Ethereum is prepping for the much-anticipated Merge. Delays and setbacks aside, the total value locked in ETH 2.0 deposit contract continues to record new highs. As of July 5, the number of staking ETH 2.0 deposit contract addresses exceeds 13,000,000.

However, a vast majority of Ethereum 2.0 stakers are now firmly underwater on their position. The unprecedented declines in Ethereum’s price are to blame since the asset is down by over 75% from its peak of $4,800. As a result, 75% of stakers are currently underwater.

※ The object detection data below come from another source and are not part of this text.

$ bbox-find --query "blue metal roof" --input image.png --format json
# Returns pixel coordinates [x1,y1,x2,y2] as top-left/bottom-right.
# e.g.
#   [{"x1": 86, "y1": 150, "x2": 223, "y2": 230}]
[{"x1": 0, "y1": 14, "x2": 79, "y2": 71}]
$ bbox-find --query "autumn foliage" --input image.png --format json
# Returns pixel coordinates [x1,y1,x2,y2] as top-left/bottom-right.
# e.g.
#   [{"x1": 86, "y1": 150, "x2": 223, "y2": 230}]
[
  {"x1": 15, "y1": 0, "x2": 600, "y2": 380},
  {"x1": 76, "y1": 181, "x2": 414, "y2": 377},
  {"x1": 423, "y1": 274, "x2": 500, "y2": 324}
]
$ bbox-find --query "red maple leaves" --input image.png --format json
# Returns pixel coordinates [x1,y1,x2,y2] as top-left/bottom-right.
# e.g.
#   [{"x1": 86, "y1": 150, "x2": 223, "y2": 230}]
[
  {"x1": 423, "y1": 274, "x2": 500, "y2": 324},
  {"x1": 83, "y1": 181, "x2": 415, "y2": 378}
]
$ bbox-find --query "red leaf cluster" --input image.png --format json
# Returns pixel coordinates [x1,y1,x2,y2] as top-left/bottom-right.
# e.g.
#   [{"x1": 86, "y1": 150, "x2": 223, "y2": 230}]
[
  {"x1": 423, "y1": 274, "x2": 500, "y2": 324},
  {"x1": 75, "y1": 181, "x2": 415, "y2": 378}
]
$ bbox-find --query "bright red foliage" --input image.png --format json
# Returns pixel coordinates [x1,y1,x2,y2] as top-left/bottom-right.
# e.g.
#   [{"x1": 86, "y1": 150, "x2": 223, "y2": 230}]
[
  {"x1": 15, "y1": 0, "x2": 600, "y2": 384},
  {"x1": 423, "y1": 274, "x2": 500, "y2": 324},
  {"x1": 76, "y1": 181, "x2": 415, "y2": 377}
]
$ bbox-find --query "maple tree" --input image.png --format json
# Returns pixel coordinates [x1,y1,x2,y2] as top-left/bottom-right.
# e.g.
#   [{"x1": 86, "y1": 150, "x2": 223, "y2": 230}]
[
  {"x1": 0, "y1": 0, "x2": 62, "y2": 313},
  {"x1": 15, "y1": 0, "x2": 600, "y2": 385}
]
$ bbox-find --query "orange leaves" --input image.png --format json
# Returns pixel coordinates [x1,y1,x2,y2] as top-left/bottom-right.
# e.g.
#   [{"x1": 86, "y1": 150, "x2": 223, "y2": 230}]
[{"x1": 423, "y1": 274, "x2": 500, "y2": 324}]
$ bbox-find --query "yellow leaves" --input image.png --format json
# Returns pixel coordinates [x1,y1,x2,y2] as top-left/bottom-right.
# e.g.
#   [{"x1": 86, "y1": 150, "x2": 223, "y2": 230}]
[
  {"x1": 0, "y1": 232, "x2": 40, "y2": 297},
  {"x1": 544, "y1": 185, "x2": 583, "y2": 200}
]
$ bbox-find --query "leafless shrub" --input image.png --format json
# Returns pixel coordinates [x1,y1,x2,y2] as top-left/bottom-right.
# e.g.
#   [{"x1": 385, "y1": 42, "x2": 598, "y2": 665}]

ETH 2.0 Stakers Underwater

Staking essentially requires crypto investors to lock up their tokens over a certain period of time. In the case of Ethereum 2.0, the ether holders are required to stake a minimum of 32 ETH to the deposit contract, which has witnessed a consistent inflow of coins. In fact, over 62% was deposited before the November 2021 market ATH, while the remaining 38% was transferred after.

During this peak, the total USD value of staked ETH climbed to a whopping $39.7 billion, accounting for 263,918 network validators. Post ATH, however, the USD value in the 2.0 contract dropped by $25.65 billion even as an additional inflow of almost 5 million ETH. The USD value of staked ETH is now more than 65% lower than it was at the ATH.

Hedging Downside Price Risk

The slow-down in ETH 2.0 deposits is also noteworthy. According to Glassnode’s latest report, there were 500-1,000 new deposits of 32 ETH per day throughout 2020 and 2021. Following the market downturn, however, the weekly average number of deposits has fallen to just 122 per day, the lowest to date. Another factor that can be attributed to the slow-down is the poor rate of profitability that ETH stakers are facing.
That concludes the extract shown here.